El método no es muy importante, aunque puede ayudar, lo importante es el deseo de llegar a lo concreto y pedir perdón: no basta sentirse genéticamente pecadores. Es necesario conocer cuáles son las manifestaciones concretas de nuestros pecados y faltas de amor de Dios; porque hemos de pedir perdón por ellos y no podremos corregirlos si no los vemos. Conviene descubrir cada días lo detalles de pereza que han estorbado nuestro deberes, las faltas de atención con los demás, los compromisos pequeños o grandes de nuestra sensualidad, los excesos en el hablar, en el comer, etc. Y en muchos casos no basta reconocer superficialmente algo malo, sino que debemos llegar a saber el por qué de aquellos malhumores, de una respuesta desabrida de un descuido frecuente, de una apatía que nos detiene, de las reacciones de disgusto, de las respuestas airadas, de las faltas de fruto apostólico, etc. No es que esa investigación pueda llevarnos a grandes descubrimientos. La mayor parte de las veces tendremos que concluir que nuestras faltas se deben a nuestra soberbia a nuestra pereza o nuestra sensualidad (los tres grandes frentes de la vida ascética). Pero importa mucho reconocerlo en concreto y avergonzarse un poco delante de Dios y de nosotros mismos por ello.

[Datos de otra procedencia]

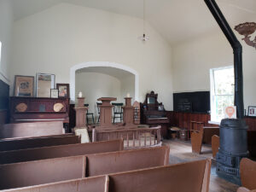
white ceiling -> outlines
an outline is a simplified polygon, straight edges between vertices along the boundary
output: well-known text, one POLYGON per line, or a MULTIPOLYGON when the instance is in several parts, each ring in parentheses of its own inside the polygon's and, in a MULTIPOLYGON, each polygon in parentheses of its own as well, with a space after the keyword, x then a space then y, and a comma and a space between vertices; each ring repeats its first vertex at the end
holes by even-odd
MULTIPOLYGON (((143 0, 13 0, 15 20, 63 2, 143 18, 143 0)), ((256 20, 255 0, 218 3, 231 27, 256 20)), ((204 0, 146 0, 146 20, 171 44, 218 30, 204 0)))
POLYGON ((122 80, 125 78, 135 77, 134 74, 124 71, 122 69, 114 68, 114 67, 90 67, 86 68, 82 68, 76 71, 77 73, 97 73, 102 74, 108 74, 109 76, 113 76, 119 80, 122 80))

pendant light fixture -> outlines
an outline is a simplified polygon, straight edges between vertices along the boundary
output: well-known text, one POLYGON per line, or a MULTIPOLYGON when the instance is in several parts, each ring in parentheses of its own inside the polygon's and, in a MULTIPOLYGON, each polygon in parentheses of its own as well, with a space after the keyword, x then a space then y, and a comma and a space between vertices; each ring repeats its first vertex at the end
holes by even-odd
POLYGON ((141 39, 143 42, 146 42, 149 40, 149 38, 146 36, 145 31, 146 31, 146 13, 145 13, 145 7, 146 7, 146 0, 143 0, 143 36, 139 37, 139 39, 141 39))

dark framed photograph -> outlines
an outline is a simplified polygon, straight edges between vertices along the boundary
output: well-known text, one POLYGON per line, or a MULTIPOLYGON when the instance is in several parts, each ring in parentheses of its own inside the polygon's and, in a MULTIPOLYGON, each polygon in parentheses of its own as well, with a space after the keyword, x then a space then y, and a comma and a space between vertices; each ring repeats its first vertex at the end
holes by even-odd
POLYGON ((69 98, 69 84, 56 84, 59 97, 69 98))
POLYGON ((59 90, 50 89, 50 98, 59 98, 59 90))
POLYGON ((50 89, 55 89, 55 75, 37 73, 37 97, 50 97, 50 89))
POLYGON ((33 76, 15 76, 15 96, 34 96, 34 77, 33 76))
POLYGON ((256 107, 248 106, 248 116, 256 117, 256 107))

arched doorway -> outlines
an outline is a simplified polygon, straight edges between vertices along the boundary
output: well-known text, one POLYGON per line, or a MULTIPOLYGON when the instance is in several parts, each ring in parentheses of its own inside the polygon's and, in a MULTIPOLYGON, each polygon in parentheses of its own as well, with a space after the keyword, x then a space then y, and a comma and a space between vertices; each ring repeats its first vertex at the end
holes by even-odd
POLYGON ((139 93, 139 76, 137 71, 129 67, 113 63, 113 62, 108 62, 108 61, 91 61, 91 62, 84 62, 80 64, 77 64, 70 68, 70 99, 71 102, 75 102, 75 90, 76 90, 76 71, 83 68, 88 67, 113 67, 116 69, 121 69, 126 72, 129 72, 135 76, 135 84, 134 84, 134 95, 135 100, 138 101, 138 93, 139 93))

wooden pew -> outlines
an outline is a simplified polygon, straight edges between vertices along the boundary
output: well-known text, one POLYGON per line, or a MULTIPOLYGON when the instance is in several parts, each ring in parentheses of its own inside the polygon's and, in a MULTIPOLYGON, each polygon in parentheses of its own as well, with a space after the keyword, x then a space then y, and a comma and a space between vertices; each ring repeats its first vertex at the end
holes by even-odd
POLYGON ((211 160, 141 169, 4 192, 208 192, 211 160))
POLYGON ((111 192, 208 192, 211 160, 109 175, 111 192))
POLYGON ((0 166, 0 189, 27 187, 85 177, 85 156, 0 166))
POLYGON ((59 157, 119 151, 124 149, 123 140, 111 140, 81 144, 69 144, 15 151, 0 152, 0 164, 26 162, 59 157))
POLYGON ((12 151, 57 145, 75 144, 80 143, 80 137, 72 134, 62 134, 49 137, 44 136, 19 139, 3 139, 0 140, 0 151, 12 151))
POLYGON ((256 161, 247 158, 241 159, 240 177, 242 187, 239 188, 237 192, 256 191, 256 161))
POLYGON ((0 189, 166 166, 169 150, 163 146, 0 165, 0 189))
POLYGON ((0 190, 1 192, 108 192, 108 177, 73 179, 20 189, 0 190))
POLYGON ((168 146, 87 155, 86 177, 169 164, 168 146), (102 163, 103 162, 103 163, 102 163))
POLYGON ((201 146, 203 143, 204 135, 207 134, 207 137, 212 137, 213 135, 219 135, 218 127, 209 127, 201 126, 199 131, 194 131, 191 132, 191 146, 192 152, 196 154, 201 154, 201 146))
POLYGON ((0 139, 63 134, 62 121, 5 124, 0 129, 0 139))

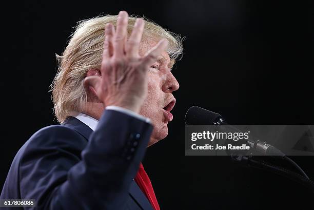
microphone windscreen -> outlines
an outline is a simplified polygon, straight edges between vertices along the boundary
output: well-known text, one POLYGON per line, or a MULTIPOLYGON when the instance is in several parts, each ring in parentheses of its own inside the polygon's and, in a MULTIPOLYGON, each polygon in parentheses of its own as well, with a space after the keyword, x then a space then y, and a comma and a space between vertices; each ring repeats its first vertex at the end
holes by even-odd
POLYGON ((212 125, 221 116, 218 113, 193 106, 186 112, 184 120, 186 125, 212 125))

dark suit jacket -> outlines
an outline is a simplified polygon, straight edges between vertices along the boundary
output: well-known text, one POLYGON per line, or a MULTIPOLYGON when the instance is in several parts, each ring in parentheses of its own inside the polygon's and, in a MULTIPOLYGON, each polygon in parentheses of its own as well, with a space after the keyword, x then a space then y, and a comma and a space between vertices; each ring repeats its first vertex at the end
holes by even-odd
POLYGON ((44 128, 15 156, 0 198, 35 199, 27 209, 152 210, 133 180, 152 130, 111 110, 94 132, 72 117, 44 128))

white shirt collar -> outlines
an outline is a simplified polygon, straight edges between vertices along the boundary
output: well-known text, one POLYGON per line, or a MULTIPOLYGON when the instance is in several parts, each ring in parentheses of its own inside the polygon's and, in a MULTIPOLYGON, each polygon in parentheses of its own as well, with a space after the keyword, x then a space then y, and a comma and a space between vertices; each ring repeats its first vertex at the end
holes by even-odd
POLYGON ((83 113, 73 112, 71 114, 71 116, 85 124, 93 131, 95 131, 97 125, 98 125, 98 120, 83 113))

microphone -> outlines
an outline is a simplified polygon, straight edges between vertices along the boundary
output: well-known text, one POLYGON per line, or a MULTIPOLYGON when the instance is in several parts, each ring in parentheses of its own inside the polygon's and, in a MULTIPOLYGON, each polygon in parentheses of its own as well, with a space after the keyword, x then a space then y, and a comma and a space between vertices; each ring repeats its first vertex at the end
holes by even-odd
MULTIPOLYGON (((189 108, 185 114, 185 121, 186 125, 224 125, 221 128, 224 132, 243 132, 226 123, 220 114, 198 106, 189 108)), ((261 140, 248 139, 245 141, 251 148, 264 155, 273 156, 282 159, 286 156, 273 146, 261 140)))

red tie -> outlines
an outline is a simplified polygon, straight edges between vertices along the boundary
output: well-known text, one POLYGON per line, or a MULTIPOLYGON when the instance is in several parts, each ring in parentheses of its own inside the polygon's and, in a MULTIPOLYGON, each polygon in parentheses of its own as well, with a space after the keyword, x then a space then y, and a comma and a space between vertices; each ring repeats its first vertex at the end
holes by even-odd
POLYGON ((139 171, 134 178, 138 185, 145 195, 149 202, 155 210, 160 210, 159 205, 157 202, 157 199, 154 193, 154 189, 151 185, 151 182, 149 180, 147 174, 145 172, 142 163, 140 163, 139 171))

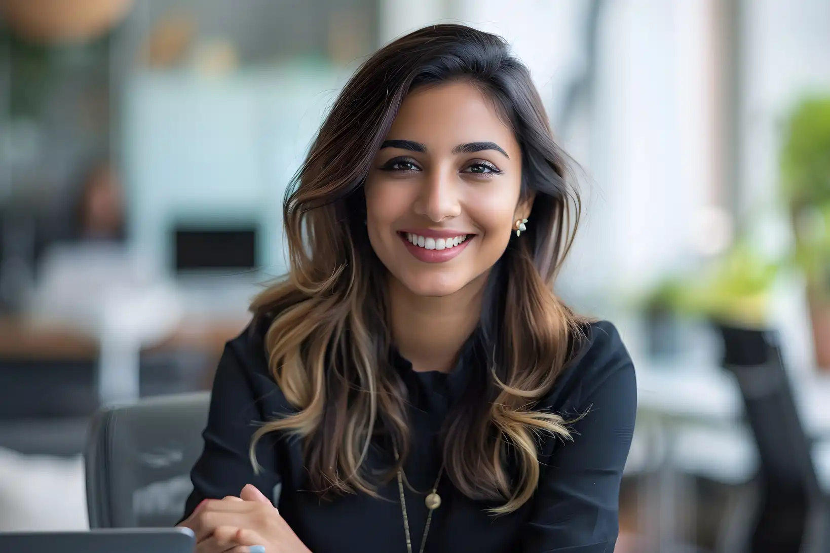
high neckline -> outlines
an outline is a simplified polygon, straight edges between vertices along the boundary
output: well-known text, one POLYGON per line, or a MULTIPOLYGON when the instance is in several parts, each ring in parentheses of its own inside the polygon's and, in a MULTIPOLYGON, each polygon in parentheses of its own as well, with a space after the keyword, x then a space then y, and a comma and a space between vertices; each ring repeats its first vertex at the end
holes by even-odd
MULTIPOLYGON (((452 370, 415 371, 413 364, 393 348, 391 362, 401 375, 409 392, 409 401, 417 408, 427 412, 446 412, 458 401, 466 388, 476 362, 476 344, 478 329, 461 346, 458 360, 452 370)), ((483 367, 481 367, 483 370, 483 367)))

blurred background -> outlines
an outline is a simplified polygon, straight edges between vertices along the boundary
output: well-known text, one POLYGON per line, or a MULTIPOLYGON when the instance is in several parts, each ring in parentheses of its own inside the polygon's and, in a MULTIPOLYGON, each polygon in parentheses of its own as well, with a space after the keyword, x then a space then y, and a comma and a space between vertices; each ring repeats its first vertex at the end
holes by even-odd
POLYGON ((618 551, 830 528, 828 0, 0 0, 0 531, 87 527, 92 414, 209 388, 339 87, 450 21, 578 163, 558 291, 640 388, 618 551))

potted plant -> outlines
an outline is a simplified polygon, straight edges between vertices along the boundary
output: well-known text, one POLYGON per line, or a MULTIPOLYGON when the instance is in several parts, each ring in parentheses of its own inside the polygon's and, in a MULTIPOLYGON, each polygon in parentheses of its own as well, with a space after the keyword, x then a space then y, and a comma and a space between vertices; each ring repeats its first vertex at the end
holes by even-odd
POLYGON ((681 277, 668 276, 643 298, 642 313, 650 356, 667 357, 681 351, 681 318, 688 289, 688 284, 681 277))
POLYGON ((830 368, 830 97, 803 101, 781 153, 781 188, 807 280, 816 363, 830 368))
POLYGON ((764 259, 747 241, 739 240, 701 280, 692 301, 715 325, 766 327, 779 268, 780 264, 764 259))

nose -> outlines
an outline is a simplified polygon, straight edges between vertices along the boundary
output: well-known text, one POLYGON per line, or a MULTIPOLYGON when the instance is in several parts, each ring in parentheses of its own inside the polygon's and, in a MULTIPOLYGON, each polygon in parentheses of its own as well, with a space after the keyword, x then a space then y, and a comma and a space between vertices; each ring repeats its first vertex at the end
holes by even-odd
POLYGON ((415 212, 440 223, 461 215, 459 190, 455 172, 436 167, 426 172, 415 201, 415 212))

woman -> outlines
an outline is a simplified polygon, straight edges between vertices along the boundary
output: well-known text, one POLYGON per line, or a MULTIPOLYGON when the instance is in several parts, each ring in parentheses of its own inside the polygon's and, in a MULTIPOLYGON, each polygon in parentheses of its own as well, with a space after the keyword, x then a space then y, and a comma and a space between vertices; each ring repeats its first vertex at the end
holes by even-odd
POLYGON ((366 61, 286 197, 288 278, 219 365, 199 553, 613 550, 634 370, 551 291, 564 157, 498 36, 366 61))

Después de haberse puesto en presencia de Dios y de haber examinado el día, viene el momento más importante del examen, que es el arrepentimiento; el dolor de haber maltratado de un modo u otro el amor de Dios: "Ten piedad, Señor, según tu amor y por tu inmensa ternura borra mi delito, lávame a fondo de mi culpa y purifícame de mi pecado. Pues yo reconozco mi delito, y mi pecado está sin cesar delante de Ti. Contra ti, sólo contra ti he pecado y he cometido lo aborrecible ante tus ojos" (Sal 51, 3-4). El arrepentimiento vendrá enseguida si el examen lo hemos hecho bien y en presencia de Dios. Y el fruto más elocuente del arrepentimiento es el propósito de evitar que aquello se repita. Así va naciendo un esfuerzo eficaz por servir mejor a Dios.

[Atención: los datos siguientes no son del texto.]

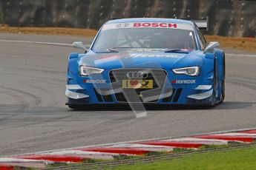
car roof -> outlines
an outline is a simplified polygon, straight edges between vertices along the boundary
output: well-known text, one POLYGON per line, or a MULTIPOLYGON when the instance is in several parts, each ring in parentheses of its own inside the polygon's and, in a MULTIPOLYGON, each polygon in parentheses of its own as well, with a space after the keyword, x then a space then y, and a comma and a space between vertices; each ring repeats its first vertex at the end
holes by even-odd
POLYGON ((177 23, 177 24, 187 24, 194 25, 194 23, 190 21, 183 19, 174 18, 122 18, 114 19, 106 22, 105 24, 117 24, 127 22, 165 22, 165 23, 177 23))

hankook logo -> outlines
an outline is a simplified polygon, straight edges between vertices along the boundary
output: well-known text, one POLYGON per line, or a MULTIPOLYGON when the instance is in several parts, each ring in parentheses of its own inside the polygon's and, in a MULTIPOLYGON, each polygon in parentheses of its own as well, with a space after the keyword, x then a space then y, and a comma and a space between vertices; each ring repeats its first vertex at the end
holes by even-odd
POLYGON ((147 78, 148 73, 147 72, 128 72, 126 74, 127 77, 131 78, 147 78))

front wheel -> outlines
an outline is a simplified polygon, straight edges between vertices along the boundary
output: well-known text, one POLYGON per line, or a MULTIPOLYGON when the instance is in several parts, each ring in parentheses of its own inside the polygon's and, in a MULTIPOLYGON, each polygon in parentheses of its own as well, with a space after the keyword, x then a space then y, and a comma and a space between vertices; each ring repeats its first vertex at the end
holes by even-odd
POLYGON ((80 105, 77 105, 77 104, 68 104, 68 106, 72 109, 75 109, 75 110, 81 110, 83 109, 83 107, 80 105))
POLYGON ((211 106, 215 106, 216 105, 216 87, 217 87, 217 69, 216 69, 216 62, 214 61, 214 76, 213 76, 213 85, 212 85, 212 95, 211 95, 211 106))

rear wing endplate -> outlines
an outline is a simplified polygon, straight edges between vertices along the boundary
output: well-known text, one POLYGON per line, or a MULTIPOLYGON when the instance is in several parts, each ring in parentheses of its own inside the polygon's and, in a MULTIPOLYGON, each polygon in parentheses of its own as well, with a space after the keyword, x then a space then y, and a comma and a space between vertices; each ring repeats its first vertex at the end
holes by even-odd
POLYGON ((206 30, 209 29, 209 18, 198 19, 186 19, 196 24, 200 30, 206 30))

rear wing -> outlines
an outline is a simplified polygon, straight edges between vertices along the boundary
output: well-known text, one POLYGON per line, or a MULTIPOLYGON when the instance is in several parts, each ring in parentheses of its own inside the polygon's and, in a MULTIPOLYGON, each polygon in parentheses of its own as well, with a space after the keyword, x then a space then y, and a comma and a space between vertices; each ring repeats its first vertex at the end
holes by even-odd
POLYGON ((190 21, 196 24, 200 30, 206 30, 208 31, 209 29, 209 17, 207 16, 206 18, 183 18, 184 20, 190 21))
POLYGON ((200 30, 206 30, 209 29, 209 18, 198 19, 187 19, 196 24, 200 30))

Esa práctica es tan importante que, a medida que se asciende en la montaña, se hace imprescindible. Y, como sucede en las grandes escaladas no es lo mismo estar en la falda de la montaña que ya bastante avanzados. Cuanto más arriba se está, más delicado es avanzar bien, corrigiendo pronto los errores. Un examen de conciencia bien hecho ayuda a caminar con seguridad, mientras que un examen de conciencia mal hecho puede traer consigo graves consecuencias, a medida que nos acostumbramos a tratar el amor de Dios de cualquier manera. El amor es una cosa muy delicada; es muy fuerte, porque empuja al heroísmo, pero muy sensible porque se enfría enseguida con la negligencia y el descuido. Y el amor de Dios es especialmente delicado y exigente: "Examínate (recomienda San Agustín) y no te contentes con lo que eres, si quieres llegar a lo que todavía no eres. Porque en cuanto te complaces de tí mismo, allí te detuviste. Si dices basta, estás perdido" (Sermón 169).

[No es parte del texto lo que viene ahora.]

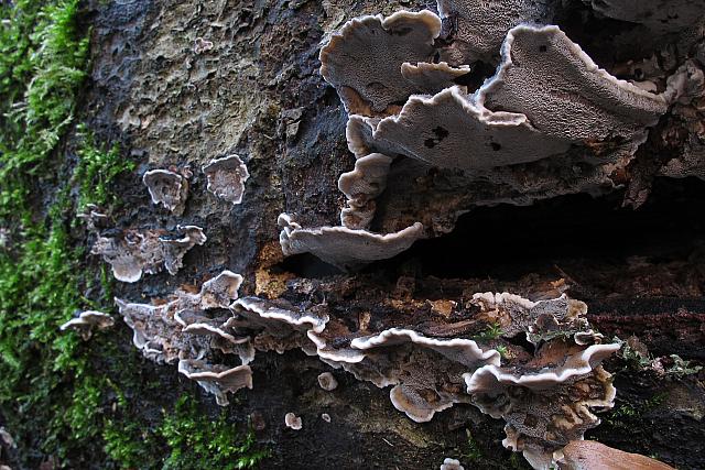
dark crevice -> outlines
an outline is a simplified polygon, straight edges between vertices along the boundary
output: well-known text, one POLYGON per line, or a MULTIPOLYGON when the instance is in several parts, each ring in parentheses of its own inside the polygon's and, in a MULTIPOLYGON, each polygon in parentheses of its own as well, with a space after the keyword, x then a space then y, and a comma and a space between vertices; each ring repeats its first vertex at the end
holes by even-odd
MULTIPOLYGON (((696 265, 705 259, 705 182, 659 178, 637 210, 622 208, 621 197, 572 195, 529 207, 477 208, 462 216, 452 233, 420 240, 364 271, 387 273, 390 280, 409 266, 416 276, 441 278, 516 281, 532 273, 555 276, 563 270, 593 278, 628 270, 634 258, 696 265)), ((311 254, 291 256, 281 267, 304 277, 338 273, 311 254)))
POLYGON ((705 244, 705 182, 658 179, 638 210, 621 208, 619 194, 572 195, 530 207, 500 205, 462 216, 444 237, 421 240, 378 269, 415 260, 422 275, 518 280, 556 273, 556 265, 603 269, 630 256, 654 262, 687 260, 705 244), (592 266, 592 267, 590 267, 592 266))
POLYGON ((492 64, 488 64, 486 62, 476 62, 473 64, 473 69, 465 75, 460 75, 455 78, 457 85, 463 85, 467 87, 468 92, 475 92, 479 87, 482 86, 485 80, 497 72, 497 67, 492 64))

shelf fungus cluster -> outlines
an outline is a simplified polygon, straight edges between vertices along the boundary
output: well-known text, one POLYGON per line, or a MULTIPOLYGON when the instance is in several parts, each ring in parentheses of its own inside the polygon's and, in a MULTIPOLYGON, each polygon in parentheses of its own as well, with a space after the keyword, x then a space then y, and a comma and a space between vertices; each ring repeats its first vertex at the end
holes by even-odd
POLYGON ((166 270, 176 274, 184 255, 207 238, 200 227, 178 226, 177 233, 166 230, 124 230, 115 237, 99 236, 91 253, 99 254, 112 266, 115 278, 133 283, 142 273, 156 274, 166 270))
MULTIPOLYGON (((617 78, 552 24, 558 3, 438 0, 438 14, 366 15, 329 37, 321 74, 348 112, 357 159, 339 182, 344 227, 390 232, 421 222, 434 237, 473 207, 623 183, 649 130, 682 96, 672 78, 686 73, 657 65, 660 86, 651 76, 617 78)), ((659 31, 703 20, 702 2, 585 3, 597 17, 659 31)))
MULTIPOLYGON (((152 304, 116 302, 147 358, 177 362, 220 405, 228 393, 253 386, 256 351, 301 349, 358 380, 391 386, 392 405, 415 422, 457 403, 503 418, 505 445, 536 468, 547 468, 553 452, 599 423, 593 408, 612 405, 615 389, 600 362, 620 345, 604 343, 584 317, 585 304, 565 295, 538 302, 474 295, 467 303, 473 320, 501 327, 499 336, 479 339, 419 332, 403 313, 381 330, 352 331, 325 303, 238 298, 241 282, 224 271, 197 293, 178 289, 152 304), (532 348, 517 346, 518 335, 532 348)), ((336 390, 332 373, 318 381, 336 390)))

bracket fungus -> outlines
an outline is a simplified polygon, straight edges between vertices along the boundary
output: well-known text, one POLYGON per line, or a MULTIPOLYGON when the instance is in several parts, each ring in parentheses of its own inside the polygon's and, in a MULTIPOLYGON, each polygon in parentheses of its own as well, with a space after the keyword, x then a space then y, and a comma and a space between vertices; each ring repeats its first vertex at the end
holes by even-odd
POLYGON ((522 365, 465 374, 467 393, 484 413, 505 419, 505 447, 522 451, 534 468, 547 468, 555 450, 599 424, 592 407, 612 406, 611 375, 599 363, 620 347, 554 340, 522 365))
POLYGON ((169 238, 164 230, 126 230, 113 238, 98 237, 91 253, 100 254, 112 266, 115 278, 133 283, 142 273, 162 270, 174 275, 183 266, 183 258, 196 244, 207 240, 200 227, 177 226, 181 238, 169 238))
POLYGON ((556 451, 553 460, 561 470, 673 470, 658 460, 612 449, 595 440, 574 440, 556 451))
POLYGON ((286 413, 284 415, 284 425, 286 425, 286 427, 290 429, 301 430, 301 428, 303 427, 303 422, 300 416, 296 416, 293 413, 286 413))
POLYGON ((173 363, 189 379, 197 380, 204 390, 216 395, 218 404, 227 404, 226 393, 243 386, 252 387, 253 358, 248 337, 234 335, 227 320, 229 314, 213 316, 208 310, 228 308, 238 297, 242 276, 223 271, 205 282, 199 293, 176 291, 158 305, 127 303, 116 298, 126 324, 132 329, 132 341, 148 359, 173 363), (242 365, 228 368, 206 361, 210 351, 236 353, 242 365))
POLYGON ((522 113, 553 138, 593 146, 627 142, 632 152, 669 105, 599 68, 557 26, 523 25, 507 34, 502 63, 477 101, 522 113))
POLYGON ((429 62, 440 32, 441 20, 427 10, 354 19, 321 48, 321 75, 349 112, 393 112, 416 91, 402 76, 402 64, 429 62))
POLYGON ((379 387, 394 385, 389 392, 392 405, 417 423, 431 420, 454 403, 467 403, 463 374, 485 364, 499 365, 500 360, 499 352, 484 351, 469 339, 427 338, 400 328, 355 338, 350 348, 362 352, 361 359, 338 365, 379 387))
POLYGON ((443 464, 441 464, 441 470, 465 470, 465 467, 460 464, 459 460, 445 458, 443 459, 443 464))
POLYGON ((491 62, 507 36, 518 24, 545 24, 553 19, 553 0, 438 0, 438 12, 452 43, 443 56, 453 64, 491 62))
POLYGON ((278 223, 282 228, 279 241, 285 256, 312 253, 343 271, 395 256, 423 236, 419 222, 384 236, 347 227, 304 229, 286 214, 279 216, 278 223))
POLYGON ((375 198, 384 190, 392 159, 371 153, 355 162, 355 170, 340 175, 338 189, 348 198, 340 222, 352 230, 366 229, 375 217, 375 198))
POLYGON ((161 204, 176 216, 183 214, 188 197, 191 171, 178 174, 171 170, 151 170, 144 173, 142 182, 150 193, 153 204, 161 204))
POLYGON ((227 326, 236 330, 252 331, 256 349, 274 350, 280 354, 301 348, 310 356, 316 353, 308 334, 322 332, 328 323, 326 314, 299 311, 283 302, 243 297, 232 304, 235 316, 227 326))
POLYGON ((252 370, 249 365, 228 368, 221 364, 208 364, 197 359, 181 359, 178 372, 198 385, 206 392, 215 395, 216 403, 220 406, 228 405, 228 393, 235 393, 240 389, 252 389, 252 370))
POLYGON ((72 318, 63 324, 59 329, 62 331, 66 329, 76 330, 80 334, 84 341, 87 341, 93 336, 95 328, 106 329, 113 325, 115 320, 110 315, 104 314, 102 311, 86 310, 82 311, 76 318, 72 318))
POLYGON ((501 327, 503 337, 524 332, 535 346, 556 336, 594 335, 584 317, 587 305, 565 294, 532 302, 507 292, 486 292, 473 295, 470 303, 480 307, 481 318, 501 327))
POLYGON ((250 172, 238 155, 213 160, 204 165, 203 172, 206 174, 207 189, 210 193, 234 206, 242 203, 245 182, 250 177, 250 172))
POLYGON ((570 147, 566 140, 539 132, 523 114, 477 106, 458 86, 433 97, 412 96, 399 114, 381 121, 351 116, 347 138, 352 152, 402 154, 466 171, 535 162, 570 147))
POLYGON ((659 33, 679 32, 703 20, 703 0, 583 0, 615 20, 646 25, 659 33))
POLYGON ((326 392, 332 392, 338 387, 338 381, 330 372, 318 374, 318 385, 326 392))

Un examen bien llevado nos conducirá a un profundo conocimiento de nosotros mismos, a una sencilla y convencida humildad, a un hondo agradecimiento a Dios por los muchos bienes que nos da. Nos enseñará a tratarnos a nosotros mismos con cierta dureza y a llenarnos de comprensión a la hora de juzgar a los demás. Nos dará mucha experiencia de los resortes de la vida humana y nos permitirá aconsejar, animar y ayudar a otros. Y sobre todo nos dará cada día un mayor empuje para amar a Dios apasionada y eficazmente.